Ha Ha I feel bad for Fred !!!


----------



## Solo Christo (Apr 4, 2005)

Three lawyers walked into a bar.

The fourth one, Fred, ducked.

Hey, at least I gave you _some_ credit!


----------



## Average Joey (Apr 4, 2005)

How many personal injury attorneys does it take to change a light bulb?

Three--one to turn the bulb, one to shake him off the ladder, and the third to sue the ladder company. 

Did you hear about the lawyer hurt in an accident?

An ambulance stopped suddenly. 

What is a criminal lawyer?

Redundant.

Did you hear they just released a new Barbie doll called "Divorced Barbie"?

Yeah, it comes with half of Ken's things and alimony.

What do you get when you cross a lawyer with a demon from hell?

No changes occur.

How can you tell the difference between a dead skunk and a dead attorney on the road?

The vultures aren't gagging over the skunk.

What's the difference between a lawyer and a bucket of pond scum?

The bucket.

What's the difference between a lawyer and a catfish?

One is a slimy, bottom dwelling, scum sucker.
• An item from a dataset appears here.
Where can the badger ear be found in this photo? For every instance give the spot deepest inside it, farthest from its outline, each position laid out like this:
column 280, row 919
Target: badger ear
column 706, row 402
The other is a fish.

What's the difference between a lawyer and a trampoline?

You take off your shoes before you jump on a trampoline.
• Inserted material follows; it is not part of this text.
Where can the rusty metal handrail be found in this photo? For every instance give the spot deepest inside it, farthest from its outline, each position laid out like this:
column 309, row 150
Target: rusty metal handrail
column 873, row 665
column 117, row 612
Do you know how to save a drowning lawyer?

No? Good!

How do you get a lawyer out of a tree?

Cut the rope.

If you are stranded on a desert island with Adolph Hitler, Atilla the Hun, and a lawyer, and you have a gun with only two bullets, what do you do?

Shoot the lawyer twice.

If you drop a snake and an attorney off the Empire State Building, which one hits first?

Who cares?

[removed one questionable joke]

[Edited on 4-4-05 by pastorway]


----------



## Average Joey (Apr 4, 2005)

How many lawyers does it take to stop a moving bus?

Never enough.

Why have some cities outlawed lawyers from going to the beach?

Because the cats keep trying to bury them in the sand.
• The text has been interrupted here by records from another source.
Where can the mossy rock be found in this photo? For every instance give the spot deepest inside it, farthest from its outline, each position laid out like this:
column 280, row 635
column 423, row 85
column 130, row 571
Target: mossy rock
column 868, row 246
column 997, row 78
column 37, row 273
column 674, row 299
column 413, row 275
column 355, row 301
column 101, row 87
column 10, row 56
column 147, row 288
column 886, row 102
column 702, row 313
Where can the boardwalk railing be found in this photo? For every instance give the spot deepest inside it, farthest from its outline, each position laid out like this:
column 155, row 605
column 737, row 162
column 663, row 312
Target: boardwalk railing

What do you call a smiling, sober, courteous person at a bar association convention?

The caterer.

What do honest lawyers and UFOs have in common?

You always hear about them, but you never see them.

What do lawyers do after they die?

They lie still.

What do lawyers use for birth control?

Their personalities.

What do you have when a lawyer is buried up to his neck in sand?

Not enough sand.

What's black and brown and looks good on an attorney?

A doberman pinscher.

What's the definition of mixed emotions?

Watching your attorney drive over a cliff in your new Ferrari.

What's the difference between a dead dog in the road and a dead lawyer in the road?

There are skid marks in front of the dog.

What's wrong with lawyer jokes?

Lawyers don't think they're funny, and nobody else thinks they're jokes.

Why should lawyers wear lots of sunscreen when vacationing at a beach resort?

Because they´re used to doing all of their lying indoors.

Why won't sharks attack lawyers?

Professional courtesy.

My favorite:

When attorneys die, why do they bury them 600 feet underground?

Because deep down, they're really nice guys.


----------



## lwadkins (Apr 4, 2005)

Fred we just want to make it clear. We love ya brother. Want to make it clear that there are a number of good caring lawyers out there, and these jokes aren't about you three :bigsmile:

Oops did it again, no really in all seriousness we thank God for those brothers and sisters who are Lawyers and respect the law, and more importantly God's law which of necessity is the basis of any true code of laws. God Bless you and your family Fred.


----------



## BlackCalvinist (Apr 4, 2005)

Poor Fred. 







I heard a variation on one of the jokes told above:

Why won't lawyers order shark at a seafood restaraunt ?

Professional courtesy.


----------



## Puritanhead (May 8, 2005)

I used to be in law school... here is one my favorites...

Q. What is the difference between a lawyer and a flounder?

A. One is a bottom-dwelling, scum-sucking scavenger and the other is a fish.


----------